I
Things haven’t been the same since you left. I’m a disoriented mess struggling to
keep up with myself. No regrets. Only pain I feel, causing no rest- for the wicked.
A time loop that repeats itself until I’m a disfigured member- in shambles. No remorse. Life’s a test. But I must continue to fight for my place here or be laid to rest- yes.
From the physical to the metaphysical I am reflected in a black dress. With no direction and not much left to offer. Jaded. Out of luck and out of time. I relapse to cope, still out of hope. Daylight is gone, depressed and alone. I lost (you) my backbone.
II
My thoughts are scattered, a disapproving mess
that I’m unable to fix. How do I properly grieve, I ask?
What am I supposed to do? talk to, when I have no one? Up in the air. Since the beginning it has always been me by myself, always will be. No words. Disarray.
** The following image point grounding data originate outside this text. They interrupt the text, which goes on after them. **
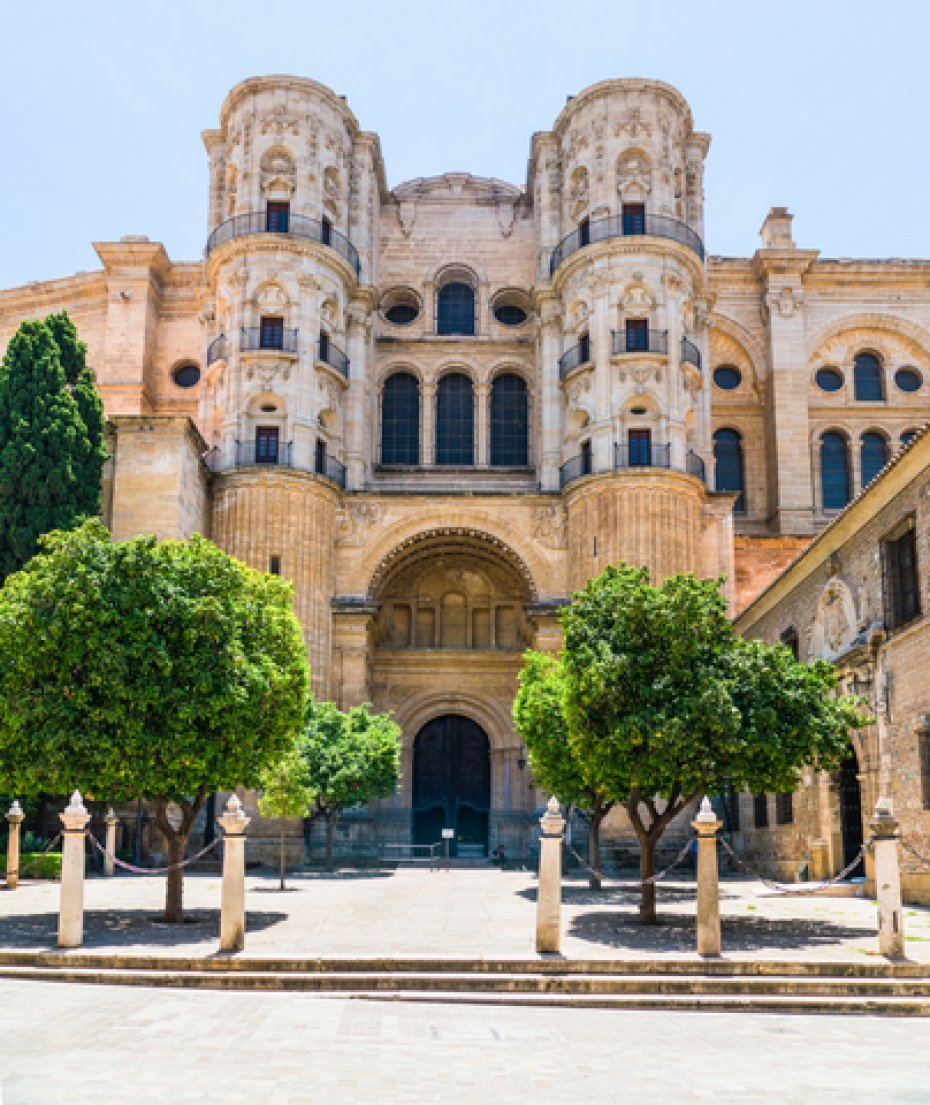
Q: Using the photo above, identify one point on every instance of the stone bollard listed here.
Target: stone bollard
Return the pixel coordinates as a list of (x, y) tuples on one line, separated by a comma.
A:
[(888, 881), (232, 908), (708, 891), (112, 822), (14, 819), (549, 890), (71, 909)]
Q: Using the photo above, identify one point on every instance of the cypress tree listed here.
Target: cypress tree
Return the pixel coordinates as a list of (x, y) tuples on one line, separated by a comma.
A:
[(52, 445)]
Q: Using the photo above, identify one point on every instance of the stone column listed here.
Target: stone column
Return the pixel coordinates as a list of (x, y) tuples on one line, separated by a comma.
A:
[(71, 909), (549, 890), (112, 822), (708, 895), (888, 881), (14, 820), (232, 908)]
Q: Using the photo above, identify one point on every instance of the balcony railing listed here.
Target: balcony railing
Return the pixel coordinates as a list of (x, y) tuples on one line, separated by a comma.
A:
[(245, 454), (333, 356), (217, 349), (616, 225), (637, 454), (690, 353), (572, 358), (298, 225), (254, 337), (638, 341), (641, 454)]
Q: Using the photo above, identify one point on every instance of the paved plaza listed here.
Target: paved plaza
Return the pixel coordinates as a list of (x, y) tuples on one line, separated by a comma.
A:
[(104, 1045), (458, 913)]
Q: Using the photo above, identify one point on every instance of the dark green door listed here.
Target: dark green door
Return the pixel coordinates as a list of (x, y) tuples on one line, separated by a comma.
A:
[(452, 783)]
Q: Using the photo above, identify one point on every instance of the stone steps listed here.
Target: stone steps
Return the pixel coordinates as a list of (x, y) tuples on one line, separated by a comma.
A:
[(886, 989)]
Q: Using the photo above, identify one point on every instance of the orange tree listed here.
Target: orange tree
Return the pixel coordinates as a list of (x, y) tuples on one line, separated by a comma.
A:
[(165, 670), (661, 702)]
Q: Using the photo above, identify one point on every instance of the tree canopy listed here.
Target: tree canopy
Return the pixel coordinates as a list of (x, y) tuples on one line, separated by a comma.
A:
[(662, 702), (351, 757), (162, 670), (52, 445)]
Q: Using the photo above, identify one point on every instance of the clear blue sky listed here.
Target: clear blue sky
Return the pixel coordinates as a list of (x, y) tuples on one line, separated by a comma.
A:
[(822, 105)]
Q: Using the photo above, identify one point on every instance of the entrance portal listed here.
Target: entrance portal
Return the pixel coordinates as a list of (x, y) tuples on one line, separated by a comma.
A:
[(452, 783), (851, 809)]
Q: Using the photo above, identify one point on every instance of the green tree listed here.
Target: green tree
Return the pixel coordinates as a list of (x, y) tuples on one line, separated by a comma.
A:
[(166, 670), (351, 758), (557, 766), (285, 793), (52, 446), (663, 702)]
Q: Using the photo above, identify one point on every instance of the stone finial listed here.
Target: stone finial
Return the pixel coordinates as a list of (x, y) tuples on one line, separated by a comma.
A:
[(775, 231), (233, 819)]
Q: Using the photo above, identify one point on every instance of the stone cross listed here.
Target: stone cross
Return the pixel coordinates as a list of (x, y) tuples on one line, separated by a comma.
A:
[(112, 822), (71, 909), (888, 881), (549, 890), (708, 891), (14, 819), (232, 908)]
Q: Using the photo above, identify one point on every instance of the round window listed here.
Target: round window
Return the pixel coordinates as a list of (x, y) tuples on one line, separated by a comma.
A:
[(828, 379), (509, 314), (186, 376), (908, 379), (401, 314), (727, 377)]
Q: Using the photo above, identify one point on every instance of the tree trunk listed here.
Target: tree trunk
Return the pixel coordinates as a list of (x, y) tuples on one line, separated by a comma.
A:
[(647, 912), (330, 834)]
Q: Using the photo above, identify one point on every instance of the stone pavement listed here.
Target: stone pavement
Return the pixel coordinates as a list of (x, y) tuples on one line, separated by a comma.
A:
[(461, 913), (106, 1045)]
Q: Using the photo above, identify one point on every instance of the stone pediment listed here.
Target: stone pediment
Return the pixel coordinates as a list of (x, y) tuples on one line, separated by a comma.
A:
[(457, 187)]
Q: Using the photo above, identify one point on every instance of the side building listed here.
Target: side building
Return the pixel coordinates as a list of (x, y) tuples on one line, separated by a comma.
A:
[(858, 597)]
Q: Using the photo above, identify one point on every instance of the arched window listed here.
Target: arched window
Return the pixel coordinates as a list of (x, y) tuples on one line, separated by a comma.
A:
[(455, 420), (728, 455), (834, 471), (867, 378), (400, 420), (873, 456), (455, 309), (508, 420)]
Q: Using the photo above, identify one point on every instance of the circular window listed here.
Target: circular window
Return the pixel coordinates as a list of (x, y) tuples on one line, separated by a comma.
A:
[(908, 379), (186, 376), (828, 379), (401, 314), (509, 314), (727, 377)]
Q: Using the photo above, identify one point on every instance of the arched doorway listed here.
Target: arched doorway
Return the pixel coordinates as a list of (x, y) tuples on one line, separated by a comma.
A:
[(851, 809), (452, 783)]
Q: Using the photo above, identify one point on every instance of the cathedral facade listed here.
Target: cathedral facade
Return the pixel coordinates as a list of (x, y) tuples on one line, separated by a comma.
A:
[(440, 408)]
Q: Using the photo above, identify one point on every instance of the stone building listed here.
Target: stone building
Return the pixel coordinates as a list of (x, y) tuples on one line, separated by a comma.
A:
[(439, 408), (859, 597)]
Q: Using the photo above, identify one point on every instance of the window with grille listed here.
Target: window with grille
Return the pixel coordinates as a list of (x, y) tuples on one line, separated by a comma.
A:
[(900, 583), (455, 420), (834, 471), (873, 456), (400, 420), (508, 421), (867, 378), (277, 217), (455, 309), (784, 808), (271, 333), (729, 467)]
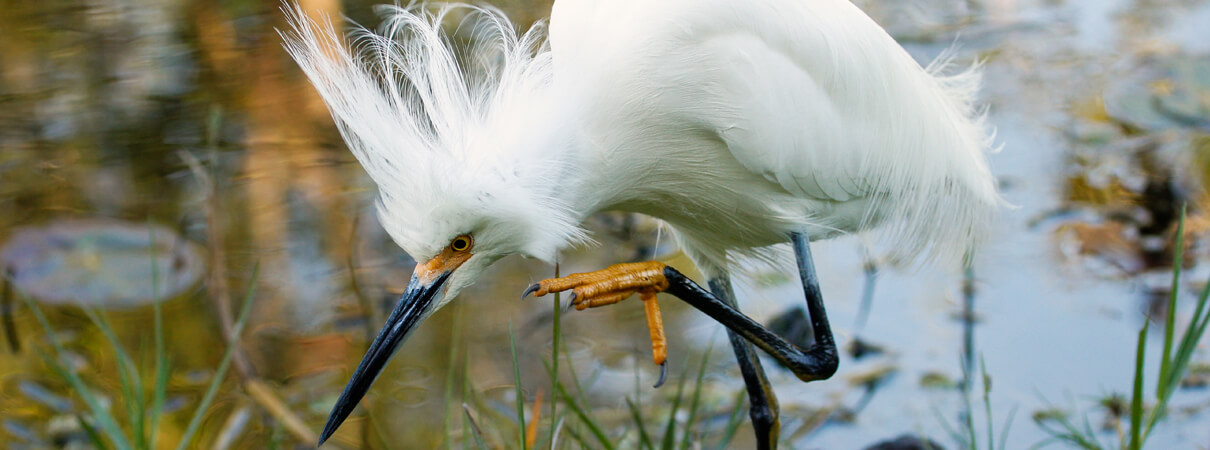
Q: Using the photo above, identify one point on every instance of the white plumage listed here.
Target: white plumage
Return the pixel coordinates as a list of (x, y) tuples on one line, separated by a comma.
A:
[(738, 123), (733, 122)]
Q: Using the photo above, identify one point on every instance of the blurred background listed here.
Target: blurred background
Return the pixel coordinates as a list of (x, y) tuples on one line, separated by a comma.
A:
[(165, 165)]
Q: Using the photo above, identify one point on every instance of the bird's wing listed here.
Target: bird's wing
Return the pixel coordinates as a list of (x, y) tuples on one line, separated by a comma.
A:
[(813, 96)]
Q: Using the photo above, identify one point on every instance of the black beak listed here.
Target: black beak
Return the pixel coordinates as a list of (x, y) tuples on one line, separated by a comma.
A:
[(412, 306)]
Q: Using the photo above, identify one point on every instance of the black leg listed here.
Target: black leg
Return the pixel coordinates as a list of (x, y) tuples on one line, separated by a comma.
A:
[(764, 410), (816, 362), (823, 345)]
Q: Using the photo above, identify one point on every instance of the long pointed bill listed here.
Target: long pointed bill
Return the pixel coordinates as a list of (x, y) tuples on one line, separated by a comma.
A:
[(413, 305)]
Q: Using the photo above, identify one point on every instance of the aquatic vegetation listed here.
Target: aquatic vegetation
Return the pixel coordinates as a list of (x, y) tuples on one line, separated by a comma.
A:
[(1175, 359), (144, 410)]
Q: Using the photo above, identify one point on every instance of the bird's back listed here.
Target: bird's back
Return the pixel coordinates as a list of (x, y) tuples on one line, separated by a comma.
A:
[(812, 98)]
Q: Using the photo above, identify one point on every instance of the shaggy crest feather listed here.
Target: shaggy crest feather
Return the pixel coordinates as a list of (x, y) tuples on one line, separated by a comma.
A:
[(444, 134)]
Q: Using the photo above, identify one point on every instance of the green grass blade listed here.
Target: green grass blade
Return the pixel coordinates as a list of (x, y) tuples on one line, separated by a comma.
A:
[(161, 357), (1162, 381), (212, 390), (476, 432), (637, 415), (520, 397), (986, 380), (1003, 432), (729, 432), (697, 397), (102, 415), (1136, 394), (1180, 363), (576, 437), (669, 439), (582, 415), (128, 379), (950, 430), (557, 335), (97, 443), (575, 379)]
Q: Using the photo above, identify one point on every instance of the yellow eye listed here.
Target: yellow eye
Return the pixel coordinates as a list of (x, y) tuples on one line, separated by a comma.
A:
[(461, 243)]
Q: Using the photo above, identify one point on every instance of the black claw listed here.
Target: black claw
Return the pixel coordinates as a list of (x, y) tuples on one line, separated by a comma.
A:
[(531, 289), (663, 375)]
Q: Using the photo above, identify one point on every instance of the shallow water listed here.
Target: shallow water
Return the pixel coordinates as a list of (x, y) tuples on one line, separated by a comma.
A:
[(98, 99)]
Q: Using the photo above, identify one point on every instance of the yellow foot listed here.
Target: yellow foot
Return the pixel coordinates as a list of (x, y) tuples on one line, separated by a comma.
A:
[(614, 284)]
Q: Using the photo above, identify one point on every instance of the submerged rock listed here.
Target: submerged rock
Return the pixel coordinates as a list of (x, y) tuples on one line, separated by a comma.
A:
[(906, 442), (101, 263)]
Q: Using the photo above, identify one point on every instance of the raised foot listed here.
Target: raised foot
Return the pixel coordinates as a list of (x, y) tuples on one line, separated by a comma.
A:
[(611, 286)]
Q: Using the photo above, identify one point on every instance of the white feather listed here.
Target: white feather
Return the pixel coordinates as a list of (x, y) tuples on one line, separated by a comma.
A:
[(735, 122)]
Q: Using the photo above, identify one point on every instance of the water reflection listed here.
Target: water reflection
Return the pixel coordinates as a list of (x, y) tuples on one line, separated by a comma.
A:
[(99, 99)]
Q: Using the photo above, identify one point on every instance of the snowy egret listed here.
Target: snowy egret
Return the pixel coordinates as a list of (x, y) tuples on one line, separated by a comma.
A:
[(739, 125)]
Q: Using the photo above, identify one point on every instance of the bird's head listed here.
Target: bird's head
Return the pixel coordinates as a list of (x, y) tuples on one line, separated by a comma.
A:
[(457, 145)]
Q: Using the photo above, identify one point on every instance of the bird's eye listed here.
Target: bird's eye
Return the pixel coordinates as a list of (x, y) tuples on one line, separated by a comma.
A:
[(461, 243)]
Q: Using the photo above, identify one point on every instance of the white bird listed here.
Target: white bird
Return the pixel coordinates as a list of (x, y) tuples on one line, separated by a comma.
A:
[(741, 125)]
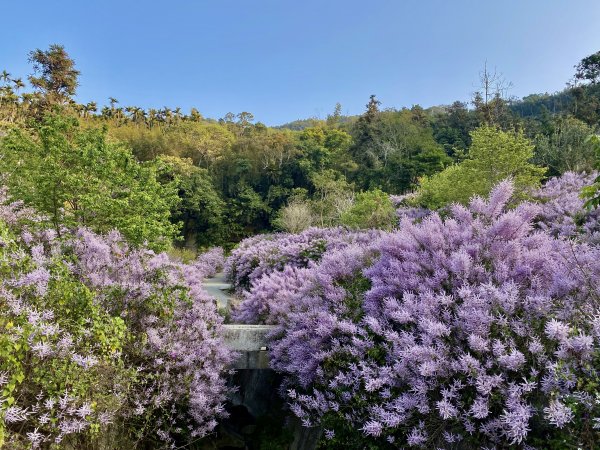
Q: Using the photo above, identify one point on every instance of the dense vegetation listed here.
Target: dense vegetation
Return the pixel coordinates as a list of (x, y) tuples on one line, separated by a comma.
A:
[(433, 281), (211, 182)]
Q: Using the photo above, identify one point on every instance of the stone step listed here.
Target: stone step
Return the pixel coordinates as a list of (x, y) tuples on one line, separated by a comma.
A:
[(251, 343)]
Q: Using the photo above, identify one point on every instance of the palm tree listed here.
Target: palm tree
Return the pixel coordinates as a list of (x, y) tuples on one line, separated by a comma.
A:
[(92, 107), (18, 82), (113, 101)]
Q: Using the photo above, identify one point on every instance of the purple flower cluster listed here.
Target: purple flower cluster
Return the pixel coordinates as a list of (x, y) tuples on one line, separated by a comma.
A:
[(261, 255), (132, 324), (467, 329), (562, 208)]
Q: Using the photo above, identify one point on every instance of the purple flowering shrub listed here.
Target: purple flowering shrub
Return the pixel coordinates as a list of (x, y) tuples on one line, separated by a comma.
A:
[(99, 339), (563, 212), (261, 255), (472, 331)]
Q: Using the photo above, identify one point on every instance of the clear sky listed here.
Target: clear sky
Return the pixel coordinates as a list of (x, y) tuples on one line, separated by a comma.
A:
[(283, 60)]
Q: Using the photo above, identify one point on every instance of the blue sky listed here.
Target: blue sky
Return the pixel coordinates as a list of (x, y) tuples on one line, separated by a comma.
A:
[(283, 60)]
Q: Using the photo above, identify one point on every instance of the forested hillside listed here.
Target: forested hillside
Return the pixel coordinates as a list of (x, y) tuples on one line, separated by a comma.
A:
[(430, 277)]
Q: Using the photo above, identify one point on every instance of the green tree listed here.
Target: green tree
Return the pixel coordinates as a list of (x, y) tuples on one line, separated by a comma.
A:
[(371, 209), (493, 156), (79, 178), (201, 209), (55, 76), (567, 148), (588, 69)]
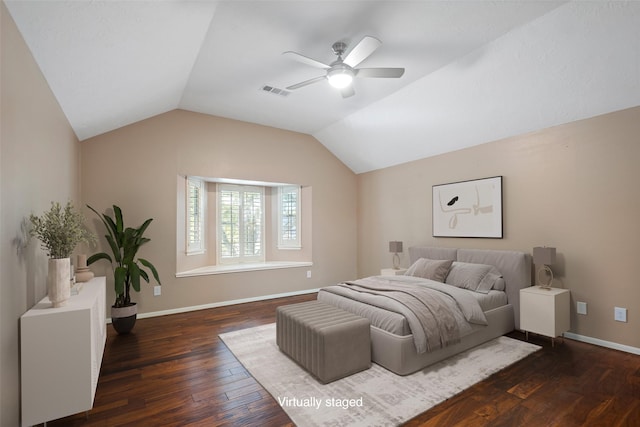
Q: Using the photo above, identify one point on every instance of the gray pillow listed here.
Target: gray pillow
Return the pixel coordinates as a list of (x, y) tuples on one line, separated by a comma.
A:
[(475, 277), (430, 269)]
Help me off this floor. Not keeping score, but life has
won the most by far. An endless battle, stuck in the middle. Nowhere to run or hide. Unable to confide. A disconnect. I am alone. Alone with my thoughts in time. Support? my last resort- I am alone. You left me here. A mirror reflects a petite figure- distorted, turn around and pick up the pieces. Who am I? The universe. Human experiences are low blows. The more they hurt the more I grow- evolution. Nothing is permanent I know. But everything feels permanent when I’m alone. Emotional exhaustion, a heart sore. Wrapped around my heart- a pair of handcuffs. Tighten with every feeling- such a ditzy petite figure. Be still. What’s the saying, time heals? Overkill. I’ve met my demise several times- no grand prize. An illusion intertwined in my mind. No clarity, so my thoughts drown. Shedding skin; the layers worth a fortune. This new me; not having you here feels like torture.